(still in progress – if you can help us, do not hesitate to contact us)
We have practically demonstrated the possibility of reading of a new Slovak biometric RFID passport. The passport can be read by arbitrary ISO14443A-compliant RFID reader (for our experiment we have used cheap touchatag reader that can be bought for 30 €).
Personal data are encrypted by Machine Readable Zone which is printed on the last but one page of the passport. The MRZ is composed from the passport’s number, the birthdate and date of expiration. With the knowledge of this information MRZ can be computed. The following information can be obtained from the passport using MRZ:
- All personal information that is already printed in the passport (EF.DG1)
- Photograph of the passport holder (stored in JPEG) (EF.DG2)
The following information cannot be read using MRZ and require a special key (owned by the Slovak government):
- Fingerprint of the passport holder (EF.DG3)
- Active Authentication Public Key Info (EF.DG15)
The passport is not by-default protected by a special RFID shield, so it can be read closed from the distance of 5 cm.
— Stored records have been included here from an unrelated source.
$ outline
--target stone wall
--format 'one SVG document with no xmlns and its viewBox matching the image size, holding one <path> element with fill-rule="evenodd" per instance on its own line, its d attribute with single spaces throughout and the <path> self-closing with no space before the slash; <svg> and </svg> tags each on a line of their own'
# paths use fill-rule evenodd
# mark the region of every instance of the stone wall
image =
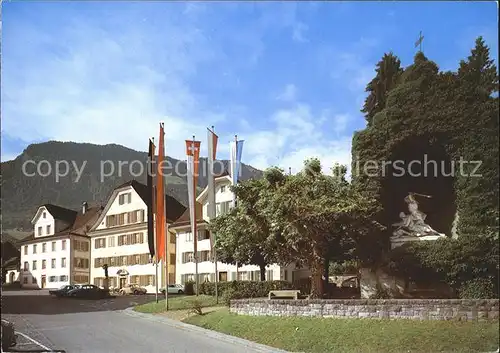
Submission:
<svg viewBox="0 0 500 353">
<path fill-rule="evenodd" d="M 238 299 L 230 311 L 253 316 L 413 320 L 498 320 L 498 299 Z"/>
</svg>

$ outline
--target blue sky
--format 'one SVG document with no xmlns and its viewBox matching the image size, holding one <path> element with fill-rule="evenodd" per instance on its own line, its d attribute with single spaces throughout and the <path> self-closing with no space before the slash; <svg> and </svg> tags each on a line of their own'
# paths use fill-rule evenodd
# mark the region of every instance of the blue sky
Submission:
<svg viewBox="0 0 500 353">
<path fill-rule="evenodd" d="M 495 2 L 4 2 L 2 15 L 3 161 L 47 140 L 145 151 L 165 121 L 180 159 L 214 125 L 219 158 L 237 134 L 258 168 L 350 163 L 384 52 L 409 65 L 422 30 L 443 70 L 479 35 L 498 53 Z"/>
</svg>

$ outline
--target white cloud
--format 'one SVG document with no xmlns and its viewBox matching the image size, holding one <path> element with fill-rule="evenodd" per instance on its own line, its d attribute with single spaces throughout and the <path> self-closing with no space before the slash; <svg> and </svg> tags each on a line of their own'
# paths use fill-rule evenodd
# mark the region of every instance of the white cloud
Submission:
<svg viewBox="0 0 500 353">
<path fill-rule="evenodd" d="M 164 121 L 167 150 L 181 157 L 186 137 L 205 139 L 205 125 L 225 119 L 204 107 L 203 97 L 186 83 L 198 65 L 216 58 L 196 27 L 172 23 L 168 35 L 158 36 L 147 24 L 110 33 L 75 22 L 48 37 L 26 26 L 11 33 L 32 44 L 12 46 L 11 61 L 4 63 L 2 128 L 9 136 L 26 143 L 56 139 L 145 150 L 147 137 L 157 136 Z M 40 54 L 54 47 L 58 53 L 34 58 L 37 47 L 46 47 Z M 168 70 L 158 69 L 160 61 Z"/>
<path fill-rule="evenodd" d="M 297 98 L 297 87 L 294 84 L 288 84 L 285 86 L 283 89 L 283 92 L 281 92 L 278 95 L 278 100 L 290 102 L 294 101 Z"/>
<path fill-rule="evenodd" d="M 241 135 L 246 141 L 243 159 L 256 168 L 277 165 L 286 171 L 292 168 L 293 173 L 300 171 L 304 160 L 312 157 L 321 160 L 327 173 L 336 162 L 350 168 L 351 136 L 332 141 L 323 127 L 328 116 L 329 112 L 313 112 L 304 103 L 276 111 L 270 118 L 274 123 L 272 129 L 247 131 Z M 333 121 L 347 123 L 347 119 L 348 115 L 341 114 L 336 115 Z"/>
<path fill-rule="evenodd" d="M 296 22 L 292 29 L 292 39 L 296 42 L 307 42 L 305 37 L 305 32 L 308 30 L 308 26 L 302 22 Z"/>
</svg>

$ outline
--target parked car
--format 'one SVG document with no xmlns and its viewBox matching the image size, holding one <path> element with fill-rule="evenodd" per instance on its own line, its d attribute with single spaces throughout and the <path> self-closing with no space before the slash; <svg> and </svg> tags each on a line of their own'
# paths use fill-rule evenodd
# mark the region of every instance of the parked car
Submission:
<svg viewBox="0 0 500 353">
<path fill-rule="evenodd" d="M 102 299 L 109 297 L 109 291 L 94 286 L 93 284 L 83 284 L 67 292 L 67 297 L 82 299 Z"/>
<path fill-rule="evenodd" d="M 69 291 L 78 288 L 79 286 L 79 284 L 65 284 L 57 289 L 49 290 L 49 294 L 56 297 L 65 297 Z"/>
<path fill-rule="evenodd" d="M 162 288 L 160 291 L 165 294 L 165 288 Z M 169 284 L 168 294 L 184 294 L 184 286 L 182 284 Z"/>
<path fill-rule="evenodd" d="M 139 286 L 138 284 L 127 284 L 125 287 L 120 289 L 120 294 L 146 294 L 148 290 L 144 287 Z"/>
<path fill-rule="evenodd" d="M 17 344 L 17 335 L 14 324 L 2 319 L 2 352 L 10 351 Z"/>
</svg>

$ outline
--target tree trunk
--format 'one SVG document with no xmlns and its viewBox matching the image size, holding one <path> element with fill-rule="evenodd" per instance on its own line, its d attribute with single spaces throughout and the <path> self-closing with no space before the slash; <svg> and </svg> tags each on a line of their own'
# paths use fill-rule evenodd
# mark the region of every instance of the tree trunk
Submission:
<svg viewBox="0 0 500 353">
<path fill-rule="evenodd" d="M 323 276 L 325 277 L 324 281 L 323 281 L 323 291 L 327 294 L 329 294 L 329 289 L 330 289 L 329 280 L 328 280 L 328 277 L 330 277 L 329 276 L 330 275 L 329 267 L 330 267 L 330 257 L 326 256 L 325 266 L 324 266 L 324 271 L 323 271 Z"/>
<path fill-rule="evenodd" d="M 260 265 L 260 280 L 265 281 L 266 280 L 266 265 Z"/>
</svg>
In case of using the stronger antenna this distance can be significantly bigger (up to 10 meters and it will increase in the future).
The passport returns a random unique ID (UID), so it is not possible to fingerprint it and determine its producer (this behaviour can be emulated by NXP JCOP 41 v2.2.1 72K RANDOM_UID smartcard).
Without “Active Authentication Public Key Info” it is not easy to clone the passport.
To verify:
- How do official Slovak biometrical passport readers respond, when they read the passport with invalid hash, digital sign, absence of AA information (do they accept an imperfect clone?)
- Is it possible to create the imperfect clone (using NXP JCOP 41 v2.2.1 72k RANDOM_UID smartcard) where EF.DG3 and EF.DG15 is removed from the passport index? Do official Slovak biometrical passport readers accept this clone?
- Is it possible to attack the chip using covert channels (e.g. using byTime-Power Analysis of RSA?)
- Analysis of MRZ entropy:
date of expiry (10 years) = 3650 values
birthday (estimation +/- 5 years) = 3650 values
passport number (2 alpha characters + 7 numbers) = 25 * 25 * (10 ^ 7) = 6250000000 values - Is it possible to determine the passport number? (what algorithm is used for assigning new passport numbers?)
You have a right to be informed about security of technologies that process your sensitive information!